Backed up and found the tutorial with Steps for creating your cube. Continuing…

learning python-isms, such as the fact that classes must start with capital letters…

and YES! It works. http://173.203.29.23:8080/ Its password protected so you can’t see anything public yet, but I love the interface that encourages you to add relations to everything.

sigh. Drupal7 thinks I only have SQLite (solved)

There seems to be a lot of excitement in the Drupal 7 dev groups about support for SQLite. Well and good, but when I try to install Drupal 7 on my Mysql/Apache/PHP5 server, I get “Your PHP configuration only supports the SQLite database type so it has been automatically selected.”. And unfortunately the section search capabilities on drupal.org are not good enough to make a quick existing bug search efficient.

Drupal 6 detects my Mysql server without any problem…

(I was trying to install Drupal 7 for the RDF capabilities, it seems RDFCCK will be part of core in 7. But looks like may have to wait a few months.)

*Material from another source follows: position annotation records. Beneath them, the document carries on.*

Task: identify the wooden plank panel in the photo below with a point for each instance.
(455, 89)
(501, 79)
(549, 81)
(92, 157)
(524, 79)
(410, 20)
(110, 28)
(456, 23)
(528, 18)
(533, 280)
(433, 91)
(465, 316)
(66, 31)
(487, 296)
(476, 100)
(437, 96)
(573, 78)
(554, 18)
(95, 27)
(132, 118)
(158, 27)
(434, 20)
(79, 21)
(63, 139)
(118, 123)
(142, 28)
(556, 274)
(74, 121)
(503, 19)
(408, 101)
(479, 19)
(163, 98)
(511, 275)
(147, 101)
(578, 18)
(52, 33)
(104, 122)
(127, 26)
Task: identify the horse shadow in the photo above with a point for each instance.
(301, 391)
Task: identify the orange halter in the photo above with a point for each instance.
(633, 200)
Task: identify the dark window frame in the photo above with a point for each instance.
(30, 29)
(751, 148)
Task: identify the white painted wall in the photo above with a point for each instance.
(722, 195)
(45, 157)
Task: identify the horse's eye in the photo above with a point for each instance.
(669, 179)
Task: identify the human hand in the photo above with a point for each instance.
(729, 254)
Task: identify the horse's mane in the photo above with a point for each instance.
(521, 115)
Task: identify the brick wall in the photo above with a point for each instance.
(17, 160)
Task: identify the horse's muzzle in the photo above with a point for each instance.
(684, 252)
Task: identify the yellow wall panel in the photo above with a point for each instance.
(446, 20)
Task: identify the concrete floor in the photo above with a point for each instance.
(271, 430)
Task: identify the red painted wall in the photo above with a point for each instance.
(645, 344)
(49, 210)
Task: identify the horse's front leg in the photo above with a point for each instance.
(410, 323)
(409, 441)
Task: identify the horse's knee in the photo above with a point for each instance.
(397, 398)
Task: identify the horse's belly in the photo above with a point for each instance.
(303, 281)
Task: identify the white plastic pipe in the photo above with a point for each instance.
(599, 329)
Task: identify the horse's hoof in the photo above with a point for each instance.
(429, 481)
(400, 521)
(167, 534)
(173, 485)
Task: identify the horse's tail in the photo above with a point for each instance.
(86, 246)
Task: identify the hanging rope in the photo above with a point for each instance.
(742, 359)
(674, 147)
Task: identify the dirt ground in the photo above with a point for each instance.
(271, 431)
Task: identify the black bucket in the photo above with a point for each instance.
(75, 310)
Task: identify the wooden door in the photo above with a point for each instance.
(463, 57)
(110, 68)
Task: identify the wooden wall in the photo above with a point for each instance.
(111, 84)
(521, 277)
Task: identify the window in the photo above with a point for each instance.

A bit of research determined that Drupal 7 requires the PDO extension to PHP. However, something funky in my Fedora OS setup didn’t let me recompile PHP from scratch, and yum update php wasn’t doing the trick. Finally, after looking at this page

http://www.electrictoolbox.com/update-php-command-line-yum/

I tried just yum installing the extensions, like so:

1010 yum install php-pdo
1011 yum install php-mysql
1012 yum update php
1013 yum install php-gd
1014 yum install php-xml
1015 yum install php-soap

and that worked. Your mileage may vary…

Vocabulary reuse not well solved yet…but RDFCCK may just be a step

Some links relevent to vocab reuse/microformats. In particular RDF vocabs should be simple to import into all the modern CMS’s, but we’re not there yet.

esw.w3.org/VocabularyMarket

esw.w3.org/SeedApplications

Evoc drupal module for importing RDF vocabs and exposing properties in Drupal
RDFCCK drupal module by the same author, Stephane “scor” Corlosquet
article by Marco Neumann on importing semantics into Drupal

Import SKOS into Drupal taxonomy but then do you need to use the RDFa module to have your Drupal content part of the linked data initiative?
————-
Follow-up (If I post as a comment, not visible from front page – need to configure WP to do follow-up threads better):

Reading Scor’s paper, sounds like work is heading in the right direction. The autocompletion sounds promising

“To this end, our module adds a new tab “Manage RDF mappings” to the content
type administration panel of CCK for managing such mappings cf. Fig. 2. An autocomplete list of suggested terms is shown, based on the keyword entered by the user.

The terms are coming from two different sources, which are detailed below.

External vocabulary importer service

The module RDF external vocabulary importer…”

CubicWeb app framework

I like the looks of this – need to see if we can also have cubes that interface with mysql, make fuzzy-rule-based decisions as well as clear inferences. If so, this looks like a fun way to code…

mysqlimport bug coercing long floats

Just ran into an error, using mysqlimport to pull in a tab-delimited file with long float values in BIGINT columns. When trying to import the value

866.897575000000057458

as an int, mysqlimport turned it into 866897575000000057458 – a bit off!

mysqlimport Ver 3.5 Distrib 5.0.45, for redhat-linux-gnu (x86_64)
(maybe this is fixed in 5.1, don’t know)

The ultimate personal organizer…

Posted some thoughts on my personal blog at

http://goldavelez.com/blog/2009/10/30/the-ultimate-organizer-will-it-be-a-web-app/

about the ideal organizer (smart, quick, easy, fast, private, snappy…). As someone much smarter said a long time ago, using your computer should feel like playing the violin – assuming, that is, that you know how to play the violin. But it should come to feel natural, like an extension of the body and mind. For humans, this means millisecond level feedback.